Click the link to access the letter on the AGU website (Guo Yu, Keith S. Jennings, Benjamin J. Hatchett, Anne W. Nolin, Nayoung Hur, Meghan Collins, Anne Heggli, Sonia Tonino, Monica M. Arienzo). Here’s the abstract:
December 23, 2024
Reanalysis products support our understanding of how the precipitation phase influences hydrology across scales. However, a lack of validation data hinders the evaluation of a reanalysis-estimated precipitation phase.
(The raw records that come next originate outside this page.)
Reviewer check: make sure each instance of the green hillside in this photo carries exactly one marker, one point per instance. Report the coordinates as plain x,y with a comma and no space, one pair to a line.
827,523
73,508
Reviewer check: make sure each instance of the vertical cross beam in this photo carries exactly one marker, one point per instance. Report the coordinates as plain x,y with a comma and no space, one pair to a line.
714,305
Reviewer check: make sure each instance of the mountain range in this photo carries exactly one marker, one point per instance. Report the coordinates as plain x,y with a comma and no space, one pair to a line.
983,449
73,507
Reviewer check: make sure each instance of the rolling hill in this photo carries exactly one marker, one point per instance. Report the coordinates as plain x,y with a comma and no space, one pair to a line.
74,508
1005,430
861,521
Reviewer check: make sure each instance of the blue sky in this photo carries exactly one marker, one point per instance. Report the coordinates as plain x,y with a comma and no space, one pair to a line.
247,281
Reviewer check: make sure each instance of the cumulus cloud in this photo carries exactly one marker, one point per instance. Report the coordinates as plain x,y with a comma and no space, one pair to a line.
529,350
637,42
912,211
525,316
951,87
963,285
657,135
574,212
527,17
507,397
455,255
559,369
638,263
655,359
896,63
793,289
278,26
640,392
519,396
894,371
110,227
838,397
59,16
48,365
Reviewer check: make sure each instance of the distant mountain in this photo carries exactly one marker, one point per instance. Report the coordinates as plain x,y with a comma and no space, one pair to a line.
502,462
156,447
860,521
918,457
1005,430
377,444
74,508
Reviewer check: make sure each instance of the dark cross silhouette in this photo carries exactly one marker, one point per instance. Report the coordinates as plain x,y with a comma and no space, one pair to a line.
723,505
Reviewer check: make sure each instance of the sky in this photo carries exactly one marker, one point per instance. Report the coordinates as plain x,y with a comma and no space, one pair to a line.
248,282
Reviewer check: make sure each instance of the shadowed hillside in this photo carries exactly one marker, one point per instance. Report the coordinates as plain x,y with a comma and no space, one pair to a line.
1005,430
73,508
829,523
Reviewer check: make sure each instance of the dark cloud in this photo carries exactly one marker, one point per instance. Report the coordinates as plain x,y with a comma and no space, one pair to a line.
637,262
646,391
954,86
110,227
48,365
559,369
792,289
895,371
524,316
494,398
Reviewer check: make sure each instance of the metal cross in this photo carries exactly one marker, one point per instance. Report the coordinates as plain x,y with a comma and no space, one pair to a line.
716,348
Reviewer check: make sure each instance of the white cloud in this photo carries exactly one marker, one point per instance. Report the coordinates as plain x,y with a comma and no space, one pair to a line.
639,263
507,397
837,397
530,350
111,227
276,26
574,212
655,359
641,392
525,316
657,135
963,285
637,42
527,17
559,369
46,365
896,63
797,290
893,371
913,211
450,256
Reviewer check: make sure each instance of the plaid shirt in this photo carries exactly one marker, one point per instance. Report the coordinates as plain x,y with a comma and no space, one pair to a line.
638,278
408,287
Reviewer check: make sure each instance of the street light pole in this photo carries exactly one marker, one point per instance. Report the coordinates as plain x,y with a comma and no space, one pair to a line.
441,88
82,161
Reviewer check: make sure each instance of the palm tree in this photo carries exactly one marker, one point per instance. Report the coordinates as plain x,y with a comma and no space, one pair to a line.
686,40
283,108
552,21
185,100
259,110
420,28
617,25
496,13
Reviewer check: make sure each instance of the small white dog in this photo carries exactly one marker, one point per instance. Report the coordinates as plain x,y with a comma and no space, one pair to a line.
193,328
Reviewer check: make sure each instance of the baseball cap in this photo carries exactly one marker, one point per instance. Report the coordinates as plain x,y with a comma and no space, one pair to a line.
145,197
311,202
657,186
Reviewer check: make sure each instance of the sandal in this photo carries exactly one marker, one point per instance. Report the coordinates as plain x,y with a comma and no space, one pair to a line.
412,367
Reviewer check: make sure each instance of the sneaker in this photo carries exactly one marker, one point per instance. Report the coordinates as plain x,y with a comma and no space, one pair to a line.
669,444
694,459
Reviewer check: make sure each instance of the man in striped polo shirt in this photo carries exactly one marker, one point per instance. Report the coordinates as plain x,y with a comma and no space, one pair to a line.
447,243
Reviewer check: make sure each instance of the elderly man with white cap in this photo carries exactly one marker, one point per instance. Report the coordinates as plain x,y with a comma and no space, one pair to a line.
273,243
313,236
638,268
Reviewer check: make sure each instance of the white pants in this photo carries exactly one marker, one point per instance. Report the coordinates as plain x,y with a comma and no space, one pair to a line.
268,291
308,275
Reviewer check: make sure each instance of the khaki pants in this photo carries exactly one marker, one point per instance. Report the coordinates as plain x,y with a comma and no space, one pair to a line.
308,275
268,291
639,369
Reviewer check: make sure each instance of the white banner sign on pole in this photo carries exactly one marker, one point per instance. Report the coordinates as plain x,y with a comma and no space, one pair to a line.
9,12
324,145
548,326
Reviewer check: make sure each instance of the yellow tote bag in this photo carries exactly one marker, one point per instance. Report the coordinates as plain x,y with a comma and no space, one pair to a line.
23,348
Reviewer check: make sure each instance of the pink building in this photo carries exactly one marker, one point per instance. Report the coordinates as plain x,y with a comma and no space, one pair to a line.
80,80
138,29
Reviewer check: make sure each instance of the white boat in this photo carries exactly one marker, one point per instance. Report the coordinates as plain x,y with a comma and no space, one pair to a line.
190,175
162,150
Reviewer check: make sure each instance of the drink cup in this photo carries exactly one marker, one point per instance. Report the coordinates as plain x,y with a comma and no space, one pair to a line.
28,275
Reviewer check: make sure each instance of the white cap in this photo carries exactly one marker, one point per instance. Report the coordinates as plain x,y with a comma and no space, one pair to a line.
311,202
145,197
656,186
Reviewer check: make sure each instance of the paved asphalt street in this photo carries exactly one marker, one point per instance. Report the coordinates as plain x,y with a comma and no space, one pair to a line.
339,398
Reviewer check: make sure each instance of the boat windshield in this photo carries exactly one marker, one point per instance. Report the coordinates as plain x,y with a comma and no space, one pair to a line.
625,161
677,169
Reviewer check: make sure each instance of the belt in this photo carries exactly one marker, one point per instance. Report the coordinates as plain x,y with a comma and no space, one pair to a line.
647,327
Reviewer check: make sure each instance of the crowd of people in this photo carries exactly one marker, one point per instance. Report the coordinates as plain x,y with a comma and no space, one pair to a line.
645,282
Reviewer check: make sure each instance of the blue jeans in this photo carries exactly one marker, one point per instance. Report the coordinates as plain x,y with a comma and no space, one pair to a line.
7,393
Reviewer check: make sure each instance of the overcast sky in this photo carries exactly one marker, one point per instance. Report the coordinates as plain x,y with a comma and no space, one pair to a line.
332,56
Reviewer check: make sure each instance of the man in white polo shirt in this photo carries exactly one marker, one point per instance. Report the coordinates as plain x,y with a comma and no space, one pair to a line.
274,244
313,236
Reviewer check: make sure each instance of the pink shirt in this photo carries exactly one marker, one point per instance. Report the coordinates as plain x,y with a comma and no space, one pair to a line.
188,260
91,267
In this study, we used a novel dataset from the Mountain Rain or Snow (MRoS) citizen science project to compare 39,680 MRoS observations from January 2020 to July 2023 across the conterminous United States (CONUS) to assess three precipitation phase products. These products included the Global Precipitation Measurement (GPM) mission Integrated Multi-satellitE Retrievals for GPM (IMERG), the Modern-Era Retrospective Analysis for Research and Applications (MERRA-2), and the North American Land Data Assimilation System (NLDAS-2). The overall critical success indices for detecting rainfall (snowfall) for IMERG, MERRA-2, and NLDAS-2 were 0.51 (0.79), 0.49 (0.77), and 0.54 (0.53), respectively. These indices show that IMERG and MERRA-2 reasonably classify snowfall, whereas NLDAS-2 overestimates rainfall. All products performed poorly in detecting subfreezing rainfall and snowfall above 2°C. Therefore, crowdsourced data provides a unique validation source to improve the capabilities of reanalysis products.
Key Points
- The Mountain Rain or Snow citizen science project collected a novel dataset of 39,680 observations of precipitation phases across the US
- The precipitation reanalysis products performed poorly in detecting subfreezing rainfall and snowfall above 2°C
- The crowdsourced data provides a unique validation source to improve the capabilities of reanalysis products
Plain Language Summary
Distinguishing between rain and snow is challenging. This study used a unique crowdsourced dataset from the Mountain Rain or Snow (MRoS) project to allow researchers to better assess the accuracy of reanalysis products used to differentiate rain from snow. We compared the citizen science data with results from three reanalysis products. We found that these reanalysis products all performed poorly in detecting rainfall at subfreezing rainfall or snowfall at warmer air temperatures. Crowdsourced data could help enhance methods used to determine precipitation phases and improve real-time weather forecasts.